Deixo o leitor com as palavras de Raquel Varela, uma das poucas pessoas, entre professores, que em Portugal tem trazido a debate este cenário muito mais complexo do que descrevi e que, no meu entender, arruína o ensino superior (ver aqui):
"Pode um aluno avaliar um professor? (...). É legal e legítima a avaliação anónima de docentes, e com as cores e os números com que se avalia num supermercado?
Faço uma declaração de interesses. Como aluna recusei-me, por escrito, a fazer avaliações anónimas, sempre. Como professora em qualquer instituição, e estive em várias, sou contra a figura anónima, seja do que for, avaliação, denúncia. É coisa de ditaduras (...).
Fiz duas ou três queixas na vida em serviços, inúteis, mas por escrito assinadas. E quando fui alvo de assédio moral pela direcção de uma instituição onde estava, escrevi uma carta, com cc para toda a direcção superior, relatando, assinando, e tinha um contrato precário (...). Era o que defendia com 18 anos e o que defendo com 46 anos.
O medo, de perder o emprego, ou ter conflitos, ou de ter más notas, não pode legitimar a bufaria e a cobardia, sob pena de vivermos numa sociedade onde não é possível viver (...).
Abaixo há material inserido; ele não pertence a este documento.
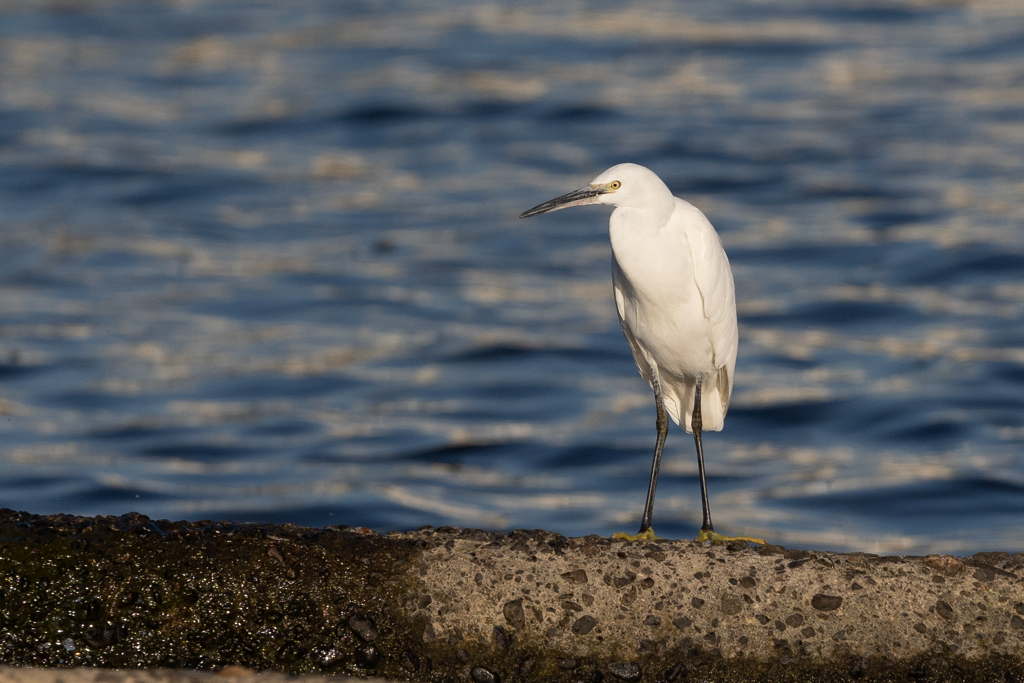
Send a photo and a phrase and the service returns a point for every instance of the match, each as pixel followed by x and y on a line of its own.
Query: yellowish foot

A sua gravidade, porém, deixa a descoberto a Universidade neoliberal, e em geral a completa inversão da noção de educação e avaliação, que tomou conta das escolas públicas e também do ensino superior no mundo (sim, em todo o mundo neoliberal) (...).
É eticamente perigoso, incluindo para a saúde mental do próprio professor. Não é possível um aluno avaliar um professor (...).
As instituições de ensino devem ser espaços de conhecimento apaixonante? Ou pelo contrário empresas de venda de certificados, com notas inflaccionadas, ao sabor da delação e do medo? (...).
Assim, não se faz ciência, não se educa, não se promove o conhecimento. Trata-se de gestão pela ameaça. Deplorável."